1. a catalyst for cooperating with low-temperature plasma-catalytic degraded industrial waste gas, comprises carrier, main active component and co catalysis composition; It is characterized in that, described carrier is SiC; Described main active component is at least one in the mixture of at least one at least one and transition metal oxide in noble metal, noble metal or at least one in transition metal oxide; Co-catalyst component is at least one in the mixture of at least one at least one and alkaline earth oxide in rare-earth oxide, rare-earth oxide or at least one in alkaline earth oxide; Main active component accounts for 0.1 ~ 5% of catalyst gross mass, and co-catalyst component accounts for 0.1 ~ 5% of catalyst gross mass.

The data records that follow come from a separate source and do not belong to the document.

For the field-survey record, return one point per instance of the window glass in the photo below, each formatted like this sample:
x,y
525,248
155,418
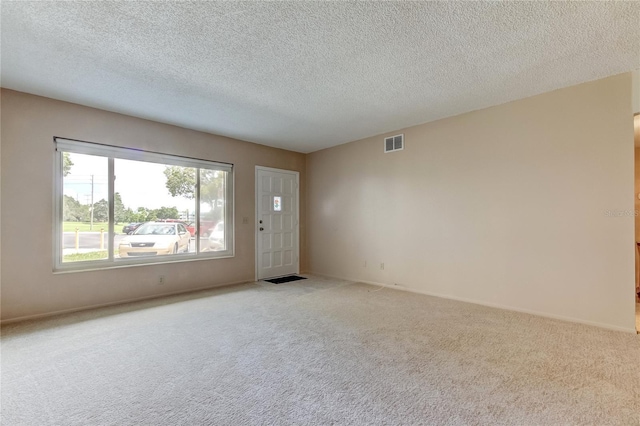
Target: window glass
x,y
212,209
85,208
153,193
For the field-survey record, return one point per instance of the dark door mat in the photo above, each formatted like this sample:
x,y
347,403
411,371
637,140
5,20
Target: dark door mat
x,y
286,279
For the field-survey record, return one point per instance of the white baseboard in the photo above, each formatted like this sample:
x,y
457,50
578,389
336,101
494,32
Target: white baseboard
x,y
119,302
490,305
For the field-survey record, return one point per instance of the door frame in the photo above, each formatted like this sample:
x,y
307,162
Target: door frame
x,y
257,213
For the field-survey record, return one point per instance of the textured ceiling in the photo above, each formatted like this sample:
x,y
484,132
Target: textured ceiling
x,y
309,75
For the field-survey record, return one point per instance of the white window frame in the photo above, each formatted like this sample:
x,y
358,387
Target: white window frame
x,y
111,153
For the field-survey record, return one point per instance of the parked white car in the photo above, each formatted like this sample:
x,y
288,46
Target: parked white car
x,y
155,238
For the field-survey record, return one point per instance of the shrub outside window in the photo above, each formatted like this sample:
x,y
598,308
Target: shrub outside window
x,y
117,206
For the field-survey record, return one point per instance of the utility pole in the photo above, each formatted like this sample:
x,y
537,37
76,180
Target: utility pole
x,y
91,224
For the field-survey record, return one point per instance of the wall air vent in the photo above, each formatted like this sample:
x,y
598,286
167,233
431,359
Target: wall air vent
x,y
394,143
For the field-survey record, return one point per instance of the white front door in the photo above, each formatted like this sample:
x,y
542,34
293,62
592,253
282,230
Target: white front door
x,y
277,246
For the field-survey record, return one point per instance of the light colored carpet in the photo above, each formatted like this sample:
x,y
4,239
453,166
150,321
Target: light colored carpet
x,y
315,352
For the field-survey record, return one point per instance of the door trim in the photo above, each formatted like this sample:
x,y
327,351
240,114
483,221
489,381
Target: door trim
x,y
257,213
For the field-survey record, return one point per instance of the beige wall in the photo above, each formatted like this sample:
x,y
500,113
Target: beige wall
x,y
637,191
29,287
504,206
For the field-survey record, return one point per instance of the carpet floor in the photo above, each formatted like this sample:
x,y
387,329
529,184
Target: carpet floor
x,y
316,351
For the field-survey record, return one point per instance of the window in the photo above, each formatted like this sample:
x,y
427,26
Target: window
x,y
118,206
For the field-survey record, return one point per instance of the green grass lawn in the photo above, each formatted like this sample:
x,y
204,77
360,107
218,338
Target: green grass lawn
x,y
84,226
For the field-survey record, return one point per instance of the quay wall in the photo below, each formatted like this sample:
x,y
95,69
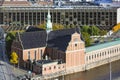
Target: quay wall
x,y
78,69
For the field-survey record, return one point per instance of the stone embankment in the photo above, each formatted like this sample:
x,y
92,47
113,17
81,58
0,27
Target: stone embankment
x,y
78,68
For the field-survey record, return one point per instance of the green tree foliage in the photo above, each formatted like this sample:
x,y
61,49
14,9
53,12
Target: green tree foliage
x,y
95,30
87,39
43,25
103,32
55,26
9,39
14,58
85,29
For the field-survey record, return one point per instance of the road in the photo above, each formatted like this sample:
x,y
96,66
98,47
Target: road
x,y
5,69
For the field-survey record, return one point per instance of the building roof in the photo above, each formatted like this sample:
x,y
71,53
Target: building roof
x,y
60,39
33,39
102,46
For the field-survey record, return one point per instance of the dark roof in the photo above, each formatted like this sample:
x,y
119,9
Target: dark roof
x,y
33,39
60,39
32,29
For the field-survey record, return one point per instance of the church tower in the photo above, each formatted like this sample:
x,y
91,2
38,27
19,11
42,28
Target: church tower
x,y
49,23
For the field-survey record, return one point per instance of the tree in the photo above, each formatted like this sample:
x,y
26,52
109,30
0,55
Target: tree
x,y
9,39
55,26
87,39
43,25
116,27
14,58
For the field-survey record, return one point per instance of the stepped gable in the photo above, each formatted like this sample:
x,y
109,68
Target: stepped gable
x,y
34,39
60,39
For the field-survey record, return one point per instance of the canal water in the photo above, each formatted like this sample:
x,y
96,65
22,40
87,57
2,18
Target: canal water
x,y
98,73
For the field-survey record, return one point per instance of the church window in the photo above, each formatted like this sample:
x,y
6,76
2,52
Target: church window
x,y
75,45
28,54
45,69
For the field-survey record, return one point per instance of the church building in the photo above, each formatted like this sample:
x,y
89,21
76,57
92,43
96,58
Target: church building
x,y
47,51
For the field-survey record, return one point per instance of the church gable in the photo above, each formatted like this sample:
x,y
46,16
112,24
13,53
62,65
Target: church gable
x,y
76,43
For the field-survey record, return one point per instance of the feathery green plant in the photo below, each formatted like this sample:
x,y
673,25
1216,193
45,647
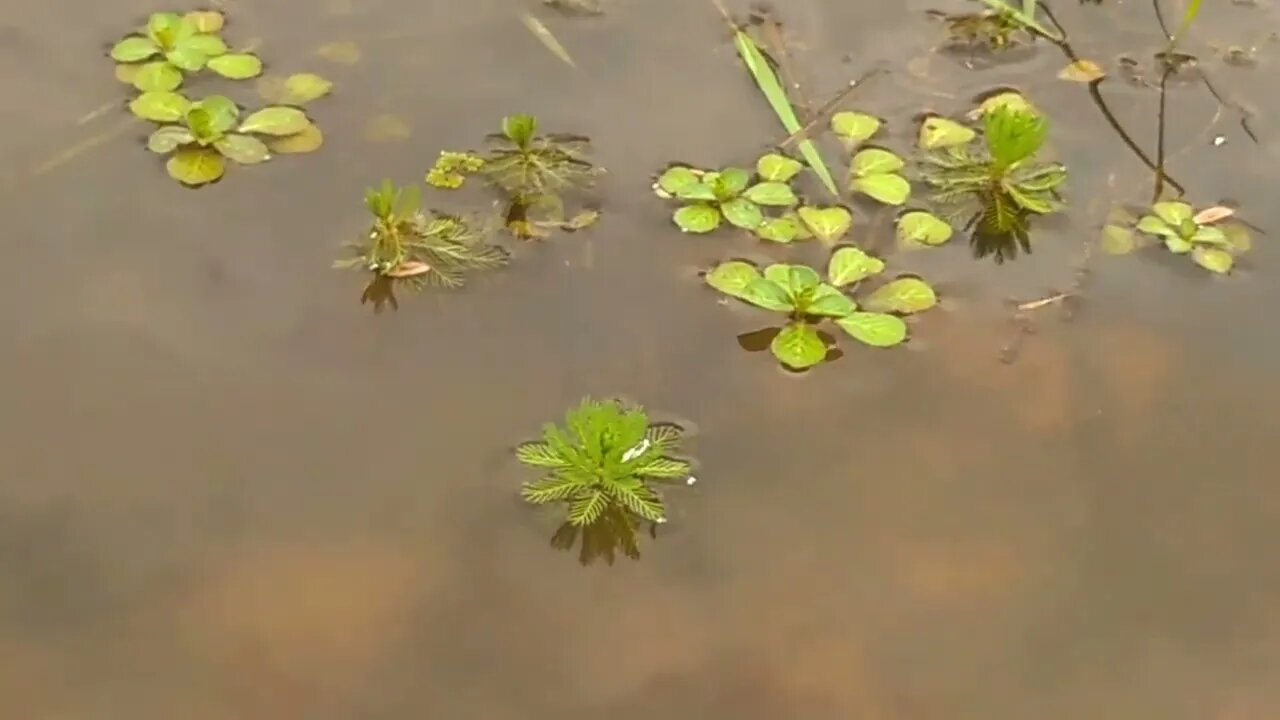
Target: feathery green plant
x,y
406,244
604,460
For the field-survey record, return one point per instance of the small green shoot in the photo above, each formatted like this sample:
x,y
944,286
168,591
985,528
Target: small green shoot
x,y
405,244
603,465
801,295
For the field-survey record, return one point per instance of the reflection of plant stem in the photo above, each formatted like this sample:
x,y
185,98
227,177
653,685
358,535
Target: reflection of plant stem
x,y
1096,95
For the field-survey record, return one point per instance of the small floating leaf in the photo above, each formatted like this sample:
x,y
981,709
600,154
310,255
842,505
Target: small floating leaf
x,y
854,127
743,213
278,121
304,87
341,53
777,168
237,65
769,295
874,160
876,329
208,45
827,224
888,188
160,106
677,180
206,21
937,132
732,278
778,229
135,49
195,165
799,346
772,194
168,139
1082,71
923,227
1118,240
1214,260
850,264
904,295
159,76
243,149
696,218
830,302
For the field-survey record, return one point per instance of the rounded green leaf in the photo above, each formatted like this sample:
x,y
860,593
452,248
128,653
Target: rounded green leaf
x,y
854,127
1118,240
223,112
1210,235
923,227
850,264
827,224
874,162
743,213
769,295
830,302
186,58
243,149
677,180
160,106
1212,259
778,229
133,49
208,45
158,76
205,21
1152,224
777,168
888,188
168,139
799,346
772,194
305,87
904,295
278,121
696,218
730,182
1173,213
942,132
876,329
237,65
734,277
195,165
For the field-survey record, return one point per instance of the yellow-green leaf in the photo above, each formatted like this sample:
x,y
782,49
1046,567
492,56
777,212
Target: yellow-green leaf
x,y
196,165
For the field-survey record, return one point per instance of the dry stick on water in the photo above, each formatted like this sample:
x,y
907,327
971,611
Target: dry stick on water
x,y
773,91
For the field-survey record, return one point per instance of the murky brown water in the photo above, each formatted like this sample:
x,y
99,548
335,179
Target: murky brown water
x,y
229,491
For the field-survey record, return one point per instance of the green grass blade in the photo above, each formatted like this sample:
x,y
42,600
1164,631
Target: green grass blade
x,y
768,83
1188,18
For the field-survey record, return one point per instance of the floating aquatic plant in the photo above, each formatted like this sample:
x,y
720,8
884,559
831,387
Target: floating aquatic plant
x,y
1001,169
735,195
170,45
1203,236
801,295
200,135
407,245
602,466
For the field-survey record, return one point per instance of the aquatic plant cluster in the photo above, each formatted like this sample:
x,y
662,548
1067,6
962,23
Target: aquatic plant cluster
x,y
199,136
606,466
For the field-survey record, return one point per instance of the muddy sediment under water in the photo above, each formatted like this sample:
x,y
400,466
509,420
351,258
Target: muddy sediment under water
x,y
231,491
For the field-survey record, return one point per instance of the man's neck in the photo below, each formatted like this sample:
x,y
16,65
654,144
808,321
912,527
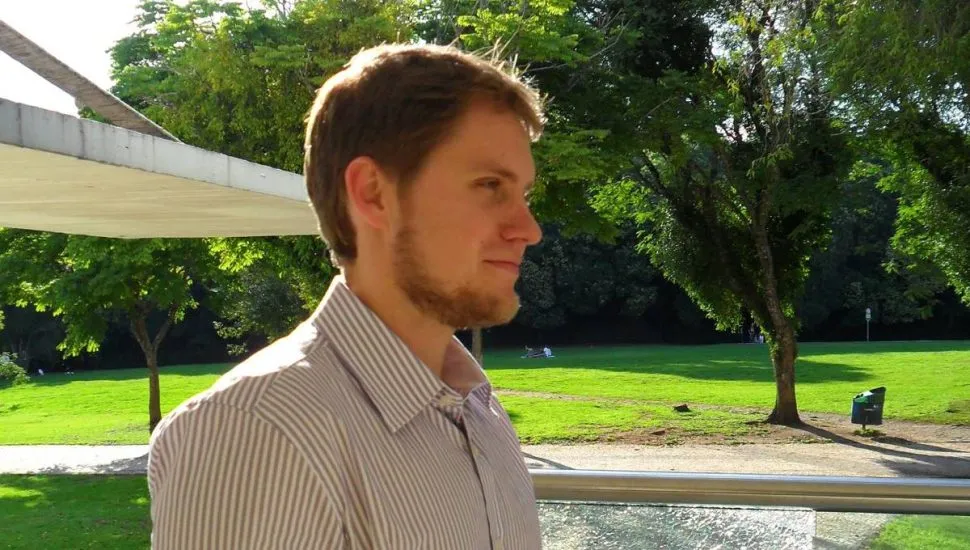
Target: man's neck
x,y
427,338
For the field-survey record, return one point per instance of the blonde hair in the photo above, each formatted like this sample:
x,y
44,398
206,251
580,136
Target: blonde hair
x,y
395,104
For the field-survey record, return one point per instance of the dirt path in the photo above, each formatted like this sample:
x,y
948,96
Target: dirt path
x,y
900,435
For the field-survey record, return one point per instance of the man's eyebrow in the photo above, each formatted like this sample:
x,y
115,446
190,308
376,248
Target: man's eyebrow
x,y
507,174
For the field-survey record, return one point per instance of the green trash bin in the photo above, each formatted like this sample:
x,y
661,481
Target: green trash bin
x,y
867,407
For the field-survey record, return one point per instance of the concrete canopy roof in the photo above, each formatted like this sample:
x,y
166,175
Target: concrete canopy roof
x,y
63,174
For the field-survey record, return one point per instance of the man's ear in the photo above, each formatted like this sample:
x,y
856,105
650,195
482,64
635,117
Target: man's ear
x,y
367,192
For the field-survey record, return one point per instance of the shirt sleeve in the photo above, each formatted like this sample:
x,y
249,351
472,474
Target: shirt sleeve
x,y
221,477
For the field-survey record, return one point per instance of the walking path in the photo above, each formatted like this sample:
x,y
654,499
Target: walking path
x,y
832,531
849,457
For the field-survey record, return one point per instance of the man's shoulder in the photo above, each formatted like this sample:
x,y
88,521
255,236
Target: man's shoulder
x,y
258,386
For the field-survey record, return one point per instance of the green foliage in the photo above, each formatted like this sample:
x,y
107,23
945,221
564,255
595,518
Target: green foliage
x,y
566,277
89,281
902,70
11,374
860,269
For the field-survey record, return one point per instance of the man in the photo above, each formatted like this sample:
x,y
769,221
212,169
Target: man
x,y
370,425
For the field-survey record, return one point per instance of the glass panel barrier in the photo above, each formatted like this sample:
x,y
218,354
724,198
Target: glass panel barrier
x,y
582,509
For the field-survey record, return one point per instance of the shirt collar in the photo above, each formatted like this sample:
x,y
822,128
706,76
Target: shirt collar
x,y
398,383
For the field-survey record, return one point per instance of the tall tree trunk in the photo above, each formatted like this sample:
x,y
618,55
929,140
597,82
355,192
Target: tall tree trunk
x,y
154,395
477,346
781,337
784,351
149,346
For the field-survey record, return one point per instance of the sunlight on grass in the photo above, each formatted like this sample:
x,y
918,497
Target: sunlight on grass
x,y
922,532
79,511
926,382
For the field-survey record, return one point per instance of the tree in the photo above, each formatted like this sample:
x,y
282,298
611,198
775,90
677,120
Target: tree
x,y
568,277
859,269
901,68
240,82
739,172
88,281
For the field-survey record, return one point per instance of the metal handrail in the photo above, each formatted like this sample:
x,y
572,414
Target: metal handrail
x,y
821,493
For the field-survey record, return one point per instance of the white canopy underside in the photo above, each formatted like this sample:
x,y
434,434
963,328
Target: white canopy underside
x,y
63,174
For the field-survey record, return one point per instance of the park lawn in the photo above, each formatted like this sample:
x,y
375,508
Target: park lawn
x,y
94,407
77,511
621,388
925,381
920,532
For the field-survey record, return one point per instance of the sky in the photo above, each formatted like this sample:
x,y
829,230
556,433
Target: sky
x,y
78,32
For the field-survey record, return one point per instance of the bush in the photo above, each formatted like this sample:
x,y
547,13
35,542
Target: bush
x,y
11,373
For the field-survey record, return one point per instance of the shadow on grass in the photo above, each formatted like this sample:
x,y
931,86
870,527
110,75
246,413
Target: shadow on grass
x,y
59,379
808,371
904,463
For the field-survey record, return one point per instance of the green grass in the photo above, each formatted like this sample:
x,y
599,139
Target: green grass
x,y
551,420
921,532
94,407
618,388
925,381
55,512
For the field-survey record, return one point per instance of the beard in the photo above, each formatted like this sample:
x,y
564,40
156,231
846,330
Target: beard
x,y
462,307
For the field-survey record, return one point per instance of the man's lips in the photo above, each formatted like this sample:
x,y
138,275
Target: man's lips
x,y
510,266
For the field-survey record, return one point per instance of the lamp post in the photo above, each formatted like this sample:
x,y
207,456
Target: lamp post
x,y
868,318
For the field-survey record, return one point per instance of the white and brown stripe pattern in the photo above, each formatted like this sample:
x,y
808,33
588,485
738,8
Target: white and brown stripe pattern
x,y
337,436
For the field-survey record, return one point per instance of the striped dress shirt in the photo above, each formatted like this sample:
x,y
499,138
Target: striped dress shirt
x,y
338,436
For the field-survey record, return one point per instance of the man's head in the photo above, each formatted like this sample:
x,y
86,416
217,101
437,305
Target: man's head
x,y
417,162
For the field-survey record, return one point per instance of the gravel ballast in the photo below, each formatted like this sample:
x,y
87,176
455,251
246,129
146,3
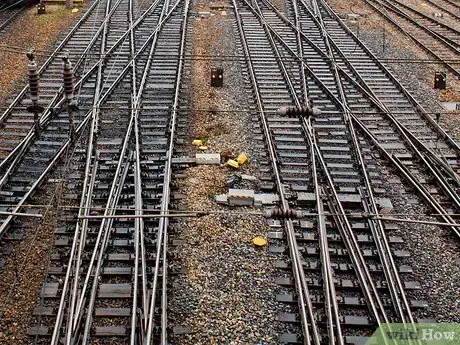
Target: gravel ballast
x,y
434,252
228,294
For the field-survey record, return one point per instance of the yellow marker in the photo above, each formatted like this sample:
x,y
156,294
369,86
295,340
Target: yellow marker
x,y
259,241
233,164
242,158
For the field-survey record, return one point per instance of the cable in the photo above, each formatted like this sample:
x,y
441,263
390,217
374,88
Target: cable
x,y
225,58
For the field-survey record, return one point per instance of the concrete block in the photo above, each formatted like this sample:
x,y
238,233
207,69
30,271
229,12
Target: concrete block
x,y
221,199
207,158
240,197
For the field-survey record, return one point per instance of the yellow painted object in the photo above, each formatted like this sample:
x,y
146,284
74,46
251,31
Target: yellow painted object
x,y
232,163
259,241
242,158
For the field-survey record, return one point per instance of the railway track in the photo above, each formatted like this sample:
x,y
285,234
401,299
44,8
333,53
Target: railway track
x,y
439,39
8,14
323,164
115,283
21,175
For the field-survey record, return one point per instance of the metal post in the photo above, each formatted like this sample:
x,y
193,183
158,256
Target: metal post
x,y
69,94
384,39
33,90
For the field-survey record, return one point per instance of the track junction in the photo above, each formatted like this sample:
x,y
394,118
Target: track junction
x,y
107,280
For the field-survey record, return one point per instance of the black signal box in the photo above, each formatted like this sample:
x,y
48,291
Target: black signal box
x,y
217,77
440,80
41,9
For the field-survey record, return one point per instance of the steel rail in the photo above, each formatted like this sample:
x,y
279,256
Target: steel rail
x,y
51,57
404,132
442,8
343,224
426,17
78,312
451,68
164,222
412,179
331,305
406,173
413,144
95,108
409,177
14,15
422,112
390,271
17,153
71,320
88,173
85,201
138,222
139,225
106,229
59,100
304,301
377,230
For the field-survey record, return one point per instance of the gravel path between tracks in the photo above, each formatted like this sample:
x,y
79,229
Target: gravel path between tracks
x,y
31,30
228,293
434,254
395,49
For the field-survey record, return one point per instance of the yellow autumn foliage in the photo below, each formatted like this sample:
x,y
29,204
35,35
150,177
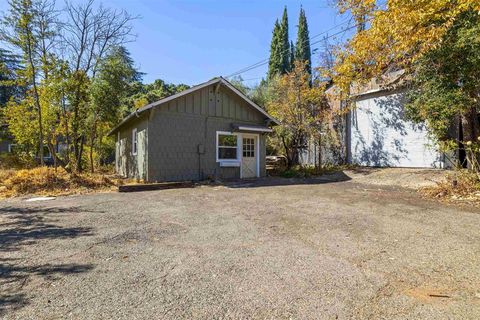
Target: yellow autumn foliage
x,y
397,35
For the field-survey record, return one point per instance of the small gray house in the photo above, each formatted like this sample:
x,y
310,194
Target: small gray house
x,y
211,130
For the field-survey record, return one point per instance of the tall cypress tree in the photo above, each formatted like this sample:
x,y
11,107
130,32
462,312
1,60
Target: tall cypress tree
x,y
292,56
285,43
302,50
275,63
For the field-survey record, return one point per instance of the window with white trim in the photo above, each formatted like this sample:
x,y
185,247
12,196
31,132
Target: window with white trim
x,y
227,146
134,141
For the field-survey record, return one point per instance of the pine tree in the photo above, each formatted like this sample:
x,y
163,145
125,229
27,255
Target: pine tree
x,y
302,50
285,43
275,62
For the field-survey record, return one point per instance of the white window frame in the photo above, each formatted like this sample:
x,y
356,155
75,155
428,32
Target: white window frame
x,y
10,145
239,142
134,142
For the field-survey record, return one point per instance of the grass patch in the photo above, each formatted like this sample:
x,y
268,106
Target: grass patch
x,y
48,181
310,171
461,185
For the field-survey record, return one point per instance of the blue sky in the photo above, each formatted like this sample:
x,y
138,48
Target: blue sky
x,y
191,41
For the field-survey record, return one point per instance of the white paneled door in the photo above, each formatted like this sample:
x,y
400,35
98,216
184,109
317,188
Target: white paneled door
x,y
249,156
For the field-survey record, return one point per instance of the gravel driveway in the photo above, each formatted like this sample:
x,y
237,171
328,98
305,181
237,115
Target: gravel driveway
x,y
272,249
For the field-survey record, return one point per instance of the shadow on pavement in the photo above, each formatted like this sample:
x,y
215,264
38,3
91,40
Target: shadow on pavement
x,y
25,226
279,181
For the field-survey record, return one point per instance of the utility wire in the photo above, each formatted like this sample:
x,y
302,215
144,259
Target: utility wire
x,y
265,61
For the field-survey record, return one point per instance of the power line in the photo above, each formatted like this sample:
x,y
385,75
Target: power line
x,y
265,61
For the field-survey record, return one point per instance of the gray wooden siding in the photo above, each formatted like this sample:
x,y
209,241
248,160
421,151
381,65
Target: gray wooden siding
x,y
181,136
127,163
177,131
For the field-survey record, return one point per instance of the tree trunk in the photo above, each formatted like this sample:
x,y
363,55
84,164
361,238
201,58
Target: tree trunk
x,y
320,151
80,153
471,132
37,98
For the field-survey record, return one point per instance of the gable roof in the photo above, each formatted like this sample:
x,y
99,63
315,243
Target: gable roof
x,y
219,80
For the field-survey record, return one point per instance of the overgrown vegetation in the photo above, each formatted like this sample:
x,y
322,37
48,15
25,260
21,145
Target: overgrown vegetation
x,y
50,181
461,185
311,171
67,79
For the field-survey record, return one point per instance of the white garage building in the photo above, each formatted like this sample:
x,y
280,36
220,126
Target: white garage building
x,y
379,135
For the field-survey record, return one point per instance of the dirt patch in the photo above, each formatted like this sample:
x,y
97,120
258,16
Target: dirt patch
x,y
430,295
51,181
399,177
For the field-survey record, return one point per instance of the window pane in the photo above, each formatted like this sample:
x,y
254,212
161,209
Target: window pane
x,y
227,153
227,140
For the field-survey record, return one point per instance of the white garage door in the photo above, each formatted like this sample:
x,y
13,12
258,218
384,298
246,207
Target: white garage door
x,y
381,137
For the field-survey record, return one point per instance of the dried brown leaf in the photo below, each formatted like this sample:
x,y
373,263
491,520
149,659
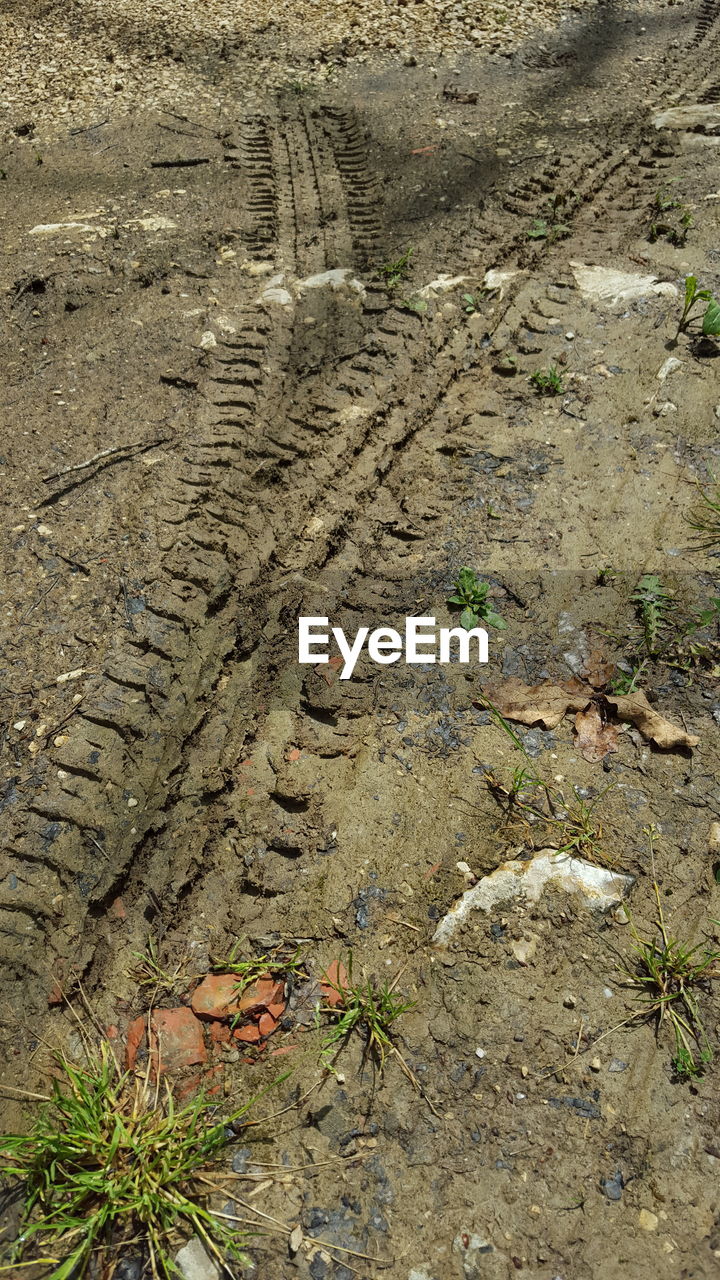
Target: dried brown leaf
x,y
538,704
637,711
596,737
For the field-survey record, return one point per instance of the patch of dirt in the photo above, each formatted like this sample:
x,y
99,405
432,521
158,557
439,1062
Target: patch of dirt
x,y
265,442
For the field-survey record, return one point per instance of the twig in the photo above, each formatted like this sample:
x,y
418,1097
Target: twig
x,y
104,453
46,592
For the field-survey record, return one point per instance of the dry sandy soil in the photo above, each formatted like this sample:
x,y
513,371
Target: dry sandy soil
x,y
269,442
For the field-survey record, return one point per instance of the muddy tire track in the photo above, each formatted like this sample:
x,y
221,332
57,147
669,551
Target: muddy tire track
x,y
306,416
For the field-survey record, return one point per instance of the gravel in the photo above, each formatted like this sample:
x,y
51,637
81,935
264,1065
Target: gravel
x,y
71,62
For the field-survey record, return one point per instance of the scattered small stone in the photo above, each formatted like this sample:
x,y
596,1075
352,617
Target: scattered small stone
x,y
194,1262
613,1187
668,368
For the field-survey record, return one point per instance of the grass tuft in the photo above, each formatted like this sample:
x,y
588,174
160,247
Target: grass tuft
x,y
370,1009
110,1162
665,978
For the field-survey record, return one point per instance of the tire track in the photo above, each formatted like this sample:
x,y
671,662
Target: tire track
x,y
319,439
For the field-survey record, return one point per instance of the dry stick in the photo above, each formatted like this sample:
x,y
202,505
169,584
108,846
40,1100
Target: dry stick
x,y
247,1124
40,599
104,453
309,1239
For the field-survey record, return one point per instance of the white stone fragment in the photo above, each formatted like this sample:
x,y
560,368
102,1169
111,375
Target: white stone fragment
x,y
598,887
698,115
606,284
442,284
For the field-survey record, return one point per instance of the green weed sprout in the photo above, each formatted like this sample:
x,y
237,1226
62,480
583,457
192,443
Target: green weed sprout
x,y
110,1161
665,977
705,519
372,1009
393,273
548,382
470,595
652,603
711,316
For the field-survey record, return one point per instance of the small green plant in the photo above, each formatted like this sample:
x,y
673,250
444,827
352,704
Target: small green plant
x,y
547,382
666,977
652,603
369,1008
550,227
711,315
627,681
393,273
470,595
110,1161
705,519
276,964
150,973
418,305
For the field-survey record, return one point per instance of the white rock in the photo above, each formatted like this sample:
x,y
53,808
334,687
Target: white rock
x,y
155,223
274,292
700,115
442,284
194,1262
496,280
51,228
668,368
598,887
336,279
524,949
254,268
606,284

2. catalyst according to claim 1, it is characterized in that, described carrier S iC is foam-like or cellular.

3. catalyst according to claim 2, is characterized in that, the thickness 5 ~ 20mm of foam-like SiC carrier, aperture 15 ~ 25ppi.

4. catalyst according to claim 1, it is characterized in that, described noble metal is Ag, Pt or Pd.

5. catalyst according to claim 1, it is characterized in that, described transition metal oxide is the oxide of Mn, Co, Ni, Ti, Cr, Cu or Fe.

6. catalyst according to claim 1, it is characterized in that, described rare-earth oxide is the oxide of La or Ce.

7. catalyst according to claim 1, it is characterized in that, described alkaline earth oxide is the oxide of Ca or Ba.

8. a preparation method for catalyst as claimed in claim 1, is characterized in that, comprise the steps:

(3) ultrasonic end post-drying, then roasting 3.5 ~ 4.5h at 450 ~ 550 DEG C, obtains described catalyst.

9. catalyst, in an application for cooperating with low-temperature plasma-catalytic degraded industrial waste gas, is characterized in that, is positioned in the region of discharge of plasma catalytic reactor by described catalyst as claimed in claim 1.